S&F: It’s amazing that people are still learning from Ramanujan’s work.
JY: It became the basis of so much eventual practical science. They say that a lot of the work they did towards the end of his time at Trinity became the basis of digital technology today. ATMs and computers and everything else are based on the work they were doing. What’s been great is to have the support of these guys who are more knowledgeable about this stuff than anyone in the world. And also Robert Kanigel, who wrote the book.
S&F: How did he help you with the film?
JY: He came to the set. Ken was there to write the proofs on the board and make sure Dev knew what he was writing. Robert helped more with the historical accuracies of what happens in the narrative. He was reading scripts as they were being drafted.
We were having to re-up the book option every year, then every six months. For such an obscure story, there was a lot of interest in it. We were competing against Scott Rudin to make this movie. The Sloan grants helped us keep the meter running on that. In some ways it’s the most impossible movie to get financed.
It’s about an Indian kid in World War I who goes to a university in England. Some people would think that’s like watching paint dry. I work on a lot of true story stuff. I am doing a movie about Ian Fleming, who was a spy during the Second World War. All the people in his life became the basis for all the 007 characters. Even though it is a period movie, you pitch that story and the movie is financed. We are also doing one about Agatha Christie and how she went missing for eleven days in her 30s. Again, it’s a very pitch-able, high concept thing. THE MAN WHO KNEW INFINITY is about an Indian mathematician you’ve never heard of, and he’s going to work with an English male professor. There are very few female characters. On the surface, why I ever got involved in this and thought it would be an easy move to get made, I don’t know. But, it’s such an amazing story I was always attracted to the relationship between these two guys and how people from the other side of the world came together and not only achieved what they achieved in terms of the intellectual pursuit, but on a social level, he became the first Indian to be considered by the minds of the people of the time the equal to an Englishman by getting the Royal Fellowship.
What we have been told by a lot of people within India is that he was an inspiration for Gandhi to start the independence movement in India, because he was the first Indian about whom the British said, you are the same intellect as us, so it was a big deal.
S&F: How was the film received in India?
JY: We premiered in September at Toronto and then IFC acquired the movie for the US, which opens April 29. We played at the National Film Festival of India, in Goa, and it was received very well.
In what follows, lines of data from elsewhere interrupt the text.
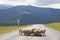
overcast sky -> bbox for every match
[0,0,60,8]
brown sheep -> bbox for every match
[19,28,32,36]
[33,28,46,36]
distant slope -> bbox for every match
[45,22,60,31]
[0,6,60,25]
[0,4,12,9]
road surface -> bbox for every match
[0,24,60,40]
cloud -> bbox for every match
[0,0,60,8]
[0,0,35,5]
[35,0,60,6]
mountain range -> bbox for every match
[0,5,60,25]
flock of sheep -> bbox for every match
[19,28,46,36]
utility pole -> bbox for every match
[17,19,19,26]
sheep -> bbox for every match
[19,28,32,36]
[33,28,46,35]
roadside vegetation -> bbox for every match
[44,22,60,31]
[0,25,30,34]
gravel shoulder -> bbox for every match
[0,24,60,40]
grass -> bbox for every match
[0,25,29,34]
[44,22,60,31]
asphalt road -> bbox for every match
[0,24,60,40]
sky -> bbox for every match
[0,0,60,9]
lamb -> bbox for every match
[33,28,46,36]
[19,28,32,36]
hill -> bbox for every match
[45,22,60,31]
[0,6,60,25]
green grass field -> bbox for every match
[0,25,29,34]
[44,22,60,31]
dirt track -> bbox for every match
[0,24,60,40]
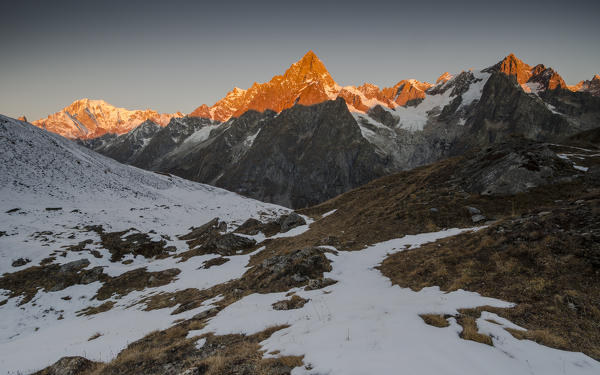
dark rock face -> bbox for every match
[279,212,306,233]
[457,138,577,197]
[217,99,388,207]
[458,73,576,151]
[11,258,31,267]
[35,357,98,375]
[158,99,388,207]
[244,247,332,291]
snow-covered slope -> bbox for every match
[0,116,600,375]
[0,116,288,374]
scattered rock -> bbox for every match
[192,307,219,320]
[205,233,256,255]
[94,267,181,301]
[202,257,229,269]
[304,277,337,290]
[12,258,31,267]
[471,215,485,223]
[58,259,90,273]
[242,247,331,291]
[465,206,481,215]
[272,295,309,310]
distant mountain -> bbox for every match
[32,99,183,139]
[85,53,600,208]
[189,51,432,121]
[570,74,600,96]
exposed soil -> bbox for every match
[381,195,600,359]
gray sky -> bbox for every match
[0,0,600,120]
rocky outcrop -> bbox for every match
[165,99,387,207]
[569,74,600,96]
[456,73,577,152]
[456,137,578,197]
[213,99,388,207]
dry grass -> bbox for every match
[380,195,600,359]
[94,267,181,301]
[456,309,494,346]
[81,322,302,375]
[419,314,450,328]
[77,301,115,316]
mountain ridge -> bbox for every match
[32,50,600,139]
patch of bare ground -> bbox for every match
[0,259,108,304]
[82,225,176,262]
[140,248,335,315]
[77,301,115,316]
[419,314,450,328]
[177,218,256,262]
[94,267,181,301]
[33,357,102,375]
[273,295,309,310]
[47,321,302,375]
[380,195,600,359]
[202,257,229,269]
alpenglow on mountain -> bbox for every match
[32,51,600,139]
[77,53,600,208]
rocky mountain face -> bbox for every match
[32,99,183,139]
[87,54,600,208]
[570,74,600,96]
[134,99,390,207]
[189,51,432,121]
[0,113,600,375]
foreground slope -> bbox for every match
[0,116,286,374]
[0,113,600,375]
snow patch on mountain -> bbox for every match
[196,229,600,375]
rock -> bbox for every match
[12,258,31,267]
[235,218,264,236]
[207,233,256,256]
[59,259,90,273]
[455,137,577,196]
[178,217,222,241]
[465,206,481,215]
[279,212,306,233]
[36,357,97,375]
[585,165,600,185]
[471,215,485,223]
[244,247,331,291]
[305,277,337,290]
[271,295,309,310]
[81,266,103,284]
[192,307,219,320]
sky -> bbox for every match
[0,0,600,120]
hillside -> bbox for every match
[0,117,600,374]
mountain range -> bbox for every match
[0,115,600,375]
[32,51,600,139]
[55,52,600,208]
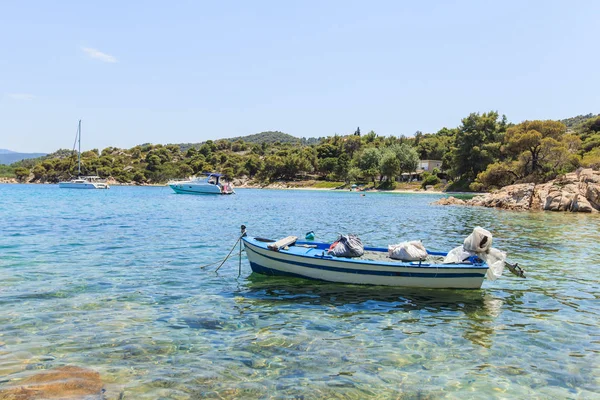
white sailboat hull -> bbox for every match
[58,182,109,189]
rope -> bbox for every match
[200,225,246,276]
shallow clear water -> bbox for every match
[0,185,600,399]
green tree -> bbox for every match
[358,147,381,182]
[505,120,567,175]
[449,111,505,181]
[379,149,400,181]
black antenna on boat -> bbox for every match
[238,225,246,278]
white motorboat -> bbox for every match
[58,120,110,189]
[168,173,235,194]
[58,175,110,189]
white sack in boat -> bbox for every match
[327,235,365,257]
[388,240,427,261]
[477,248,506,281]
[443,226,506,281]
[442,246,475,264]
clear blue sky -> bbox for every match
[0,0,600,152]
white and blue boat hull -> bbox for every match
[243,237,488,289]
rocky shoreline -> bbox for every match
[433,168,600,213]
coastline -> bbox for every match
[0,178,452,195]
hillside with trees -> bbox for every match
[3,111,600,190]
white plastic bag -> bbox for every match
[463,226,492,253]
[388,240,427,261]
[442,246,475,264]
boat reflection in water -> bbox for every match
[236,273,504,348]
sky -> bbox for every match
[0,0,600,152]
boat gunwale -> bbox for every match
[242,236,489,271]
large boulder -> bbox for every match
[435,168,600,213]
[467,183,535,210]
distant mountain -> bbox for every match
[179,131,321,151]
[0,149,46,165]
[225,131,300,144]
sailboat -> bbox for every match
[58,120,110,189]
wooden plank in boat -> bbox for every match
[267,236,298,251]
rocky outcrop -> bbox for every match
[435,169,600,213]
[0,366,103,400]
[467,183,535,210]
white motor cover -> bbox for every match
[463,226,492,253]
[477,248,506,281]
[388,240,427,261]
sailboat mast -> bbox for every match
[77,120,81,176]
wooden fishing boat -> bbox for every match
[242,236,489,289]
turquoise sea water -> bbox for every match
[0,185,600,399]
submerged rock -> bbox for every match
[0,366,103,400]
[434,168,600,213]
[433,196,466,206]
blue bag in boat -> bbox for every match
[327,235,365,257]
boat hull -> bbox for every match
[244,238,488,289]
[58,182,109,189]
[169,183,231,194]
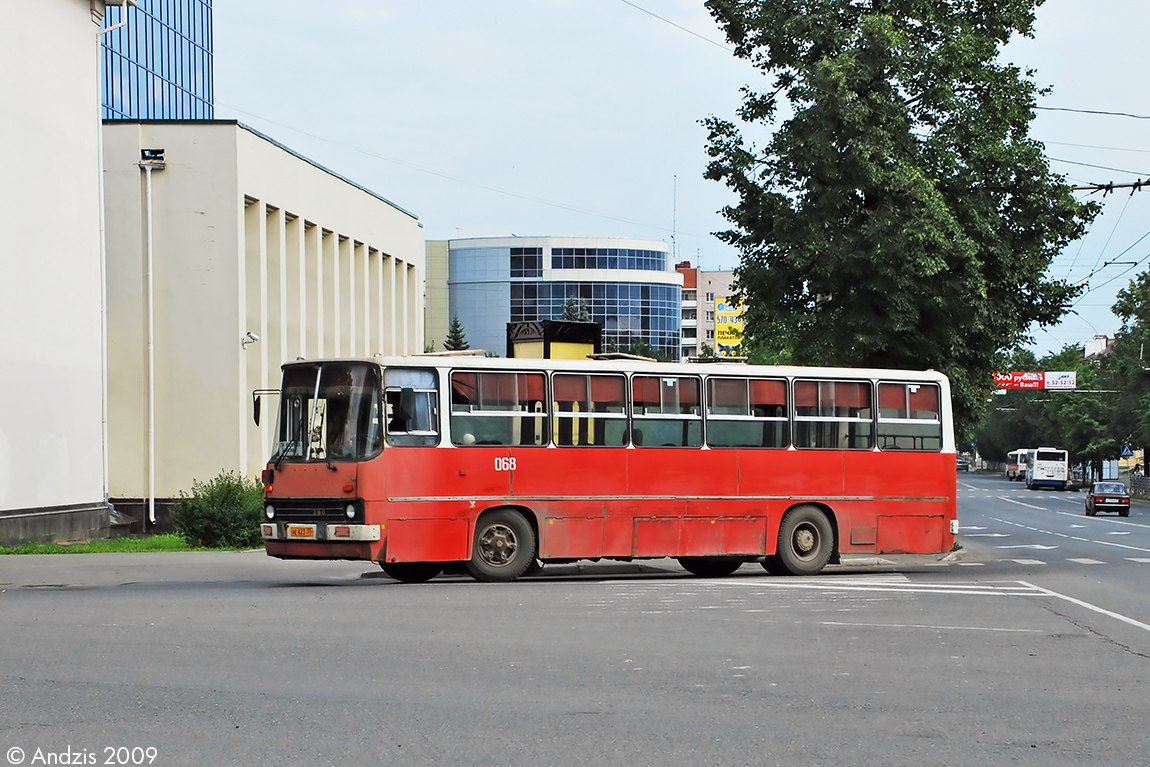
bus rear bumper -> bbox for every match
[260,522,381,543]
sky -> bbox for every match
[213,0,1150,356]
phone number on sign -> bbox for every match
[8,745,160,765]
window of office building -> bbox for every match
[511,247,543,277]
[100,0,215,120]
[511,282,682,359]
[551,247,667,271]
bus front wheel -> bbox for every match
[380,562,443,583]
[777,506,835,575]
[467,508,535,582]
[679,557,743,578]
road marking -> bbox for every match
[1055,512,1150,530]
[819,621,1044,634]
[998,496,1050,512]
[1094,540,1150,552]
[1019,581,1150,631]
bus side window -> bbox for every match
[879,382,942,451]
[383,368,439,447]
[794,379,874,450]
[551,373,627,447]
[451,370,550,446]
[707,377,790,447]
[631,376,703,447]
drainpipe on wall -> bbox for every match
[93,0,136,519]
[139,149,167,524]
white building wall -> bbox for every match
[0,0,104,519]
[105,121,423,499]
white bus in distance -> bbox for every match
[1026,447,1071,490]
[1006,447,1027,482]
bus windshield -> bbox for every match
[271,362,382,466]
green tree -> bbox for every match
[443,314,470,352]
[704,0,1098,430]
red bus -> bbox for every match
[262,355,958,582]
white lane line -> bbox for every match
[998,496,1050,512]
[1019,581,1150,631]
[819,621,1044,634]
[1094,540,1150,553]
[1055,512,1150,530]
[723,580,1033,597]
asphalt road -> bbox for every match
[0,482,1150,767]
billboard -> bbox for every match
[994,370,1078,391]
[715,297,743,356]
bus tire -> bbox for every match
[380,562,443,583]
[776,504,835,575]
[467,508,535,583]
[679,557,743,578]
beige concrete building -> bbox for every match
[0,0,123,545]
[104,121,423,524]
[675,261,735,361]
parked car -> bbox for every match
[1086,482,1130,516]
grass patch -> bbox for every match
[0,532,261,554]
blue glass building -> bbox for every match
[100,0,215,120]
[428,237,683,360]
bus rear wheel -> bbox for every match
[777,505,835,575]
[679,557,743,578]
[380,562,443,583]
[467,508,535,583]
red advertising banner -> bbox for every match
[994,371,1078,389]
[995,373,1047,389]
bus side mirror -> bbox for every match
[252,389,279,425]
[399,388,415,423]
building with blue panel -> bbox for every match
[427,237,683,360]
[101,0,215,120]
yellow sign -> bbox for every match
[715,297,744,356]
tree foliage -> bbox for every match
[704,0,1097,427]
[443,314,472,352]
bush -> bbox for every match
[171,471,263,549]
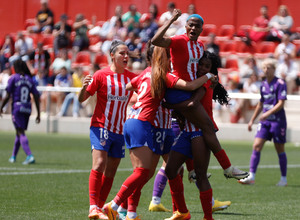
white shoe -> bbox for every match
[224,166,249,180]
[276,180,287,186]
[238,176,255,185]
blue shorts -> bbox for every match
[124,118,153,149]
[165,89,193,104]
[90,126,125,158]
[152,128,175,155]
[171,131,203,158]
[255,121,286,144]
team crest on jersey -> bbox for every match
[100,139,106,146]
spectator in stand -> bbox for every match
[239,55,262,84]
[122,4,141,32]
[15,32,34,61]
[73,14,90,59]
[53,14,72,55]
[139,13,158,43]
[27,0,54,34]
[176,4,197,35]
[0,34,15,72]
[249,5,270,42]
[274,33,299,94]
[148,3,159,23]
[125,31,143,71]
[158,2,181,37]
[27,42,51,86]
[204,33,222,68]
[101,17,127,60]
[58,67,84,118]
[267,5,294,42]
[52,67,73,112]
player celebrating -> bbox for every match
[151,9,249,179]
[79,40,136,219]
[239,59,287,186]
[0,59,40,164]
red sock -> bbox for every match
[185,158,194,172]
[89,169,103,205]
[215,149,231,170]
[98,175,114,208]
[200,188,213,220]
[169,175,188,213]
[114,167,150,205]
[127,178,148,212]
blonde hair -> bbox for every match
[151,47,170,98]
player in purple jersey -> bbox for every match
[0,59,40,164]
[238,59,287,186]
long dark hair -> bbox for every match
[200,51,230,105]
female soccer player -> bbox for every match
[239,59,287,186]
[166,52,230,220]
[79,40,136,219]
[151,9,249,179]
[107,44,215,220]
[0,59,40,164]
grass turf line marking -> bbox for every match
[0,164,300,176]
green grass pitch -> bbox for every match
[0,131,300,220]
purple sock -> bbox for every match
[20,134,31,156]
[152,169,168,198]
[12,135,20,157]
[250,150,260,173]
[278,152,287,176]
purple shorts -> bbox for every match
[124,118,154,152]
[12,111,30,130]
[255,121,286,144]
[90,126,125,158]
[153,128,175,155]
[171,131,203,158]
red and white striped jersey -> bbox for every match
[86,67,136,134]
[170,34,204,81]
[184,80,218,132]
[154,105,172,129]
[128,67,176,125]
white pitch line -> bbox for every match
[0,164,300,176]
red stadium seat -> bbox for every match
[217,24,235,40]
[255,41,276,58]
[220,40,237,57]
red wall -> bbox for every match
[0,0,300,37]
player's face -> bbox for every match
[198,58,212,76]
[185,17,202,40]
[112,45,129,68]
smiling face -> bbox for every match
[198,58,212,76]
[185,17,203,40]
[111,44,129,68]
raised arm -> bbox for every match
[151,9,181,48]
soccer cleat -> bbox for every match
[88,207,100,219]
[106,202,119,220]
[212,200,231,212]
[238,176,255,185]
[276,180,287,186]
[22,155,35,165]
[125,216,142,220]
[165,211,191,220]
[118,212,127,220]
[8,156,16,163]
[224,166,249,180]
[149,201,171,212]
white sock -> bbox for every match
[280,176,287,182]
[118,206,127,212]
[152,196,161,205]
[111,200,119,211]
[127,212,137,218]
[90,205,97,210]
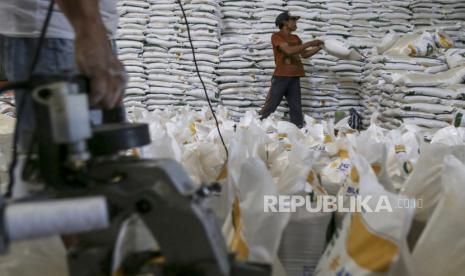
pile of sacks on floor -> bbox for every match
[132,107,465,275]
[0,107,465,276]
[363,31,465,129]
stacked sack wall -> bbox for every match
[118,0,465,127]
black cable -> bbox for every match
[5,0,55,197]
[178,0,229,164]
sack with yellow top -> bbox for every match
[314,156,414,276]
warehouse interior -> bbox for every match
[0,0,465,276]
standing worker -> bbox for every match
[260,12,323,128]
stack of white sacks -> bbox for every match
[0,107,465,276]
[410,0,465,48]
[365,31,465,129]
[116,0,150,112]
[124,108,465,276]
[144,0,220,110]
[118,0,465,127]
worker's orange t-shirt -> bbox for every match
[271,32,305,77]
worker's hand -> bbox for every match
[310,39,325,48]
[75,30,127,109]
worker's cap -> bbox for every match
[275,12,300,27]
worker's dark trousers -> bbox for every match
[260,76,304,127]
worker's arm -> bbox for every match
[300,46,323,58]
[56,0,126,108]
[278,40,323,56]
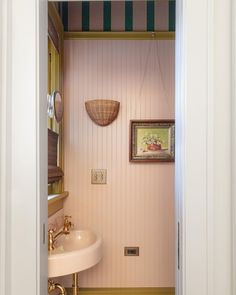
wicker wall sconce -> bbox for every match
[85,99,120,126]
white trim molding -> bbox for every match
[0,0,11,294]
[176,0,233,295]
[0,0,47,295]
[231,1,236,294]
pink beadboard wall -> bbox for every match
[64,40,175,287]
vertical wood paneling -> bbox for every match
[64,40,174,287]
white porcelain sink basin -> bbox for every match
[48,230,102,278]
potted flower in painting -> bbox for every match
[143,133,163,151]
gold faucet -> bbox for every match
[48,215,73,251]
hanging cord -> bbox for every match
[138,35,171,111]
[154,41,172,112]
[138,40,152,99]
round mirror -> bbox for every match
[52,91,63,123]
[47,91,63,123]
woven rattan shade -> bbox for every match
[85,99,120,126]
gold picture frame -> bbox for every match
[130,120,175,162]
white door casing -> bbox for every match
[0,0,233,295]
[176,0,233,295]
[0,0,47,295]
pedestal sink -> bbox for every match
[48,230,102,278]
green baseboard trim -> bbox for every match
[66,288,175,295]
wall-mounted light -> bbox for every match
[85,99,120,126]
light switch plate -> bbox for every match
[91,169,107,184]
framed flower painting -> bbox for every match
[130,120,175,162]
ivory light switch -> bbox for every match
[91,169,107,184]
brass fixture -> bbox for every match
[48,279,67,295]
[48,215,73,251]
[72,272,79,295]
[85,99,120,126]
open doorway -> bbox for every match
[49,1,176,294]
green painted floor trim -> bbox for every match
[66,288,175,295]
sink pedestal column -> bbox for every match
[72,272,79,295]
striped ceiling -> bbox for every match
[59,0,175,32]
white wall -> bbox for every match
[64,40,175,287]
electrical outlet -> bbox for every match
[124,247,139,256]
[91,169,107,184]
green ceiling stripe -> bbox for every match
[103,1,111,32]
[82,1,89,31]
[169,0,175,32]
[147,1,155,31]
[61,2,68,32]
[125,1,133,31]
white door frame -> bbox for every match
[0,0,236,295]
[0,0,48,295]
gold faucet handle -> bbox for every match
[48,227,57,234]
[64,215,73,231]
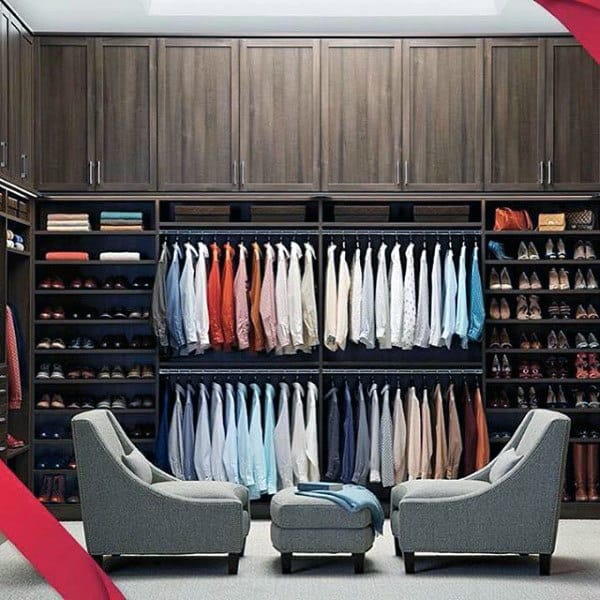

It was surprising because we had two non-native Indian actors in the two lead Indian roles: Dev is from England and Devika Bhise is from New York. All the other Indian actors are Indian, and it’s English language. There was a concern that maybe it would be received in a strange way there. But in fact, the reviews have been very strong. Overall critically we’ve been very pleased with the response.
Warner Brothers released THE MAN WHO KNEW INFINITY in the UK. The film was released by IFC films in the US on April 29.
Jim Young is currently working on another TFI-Sloan supported film, THE CATCHER WAS A SPY, about the baseball catcher Moe Berg who was also a CIA operative. It will be directed by Ben Lewin. The filmmakers have just attached Paul Rudd. They hope to begin shooting by the end of 2016.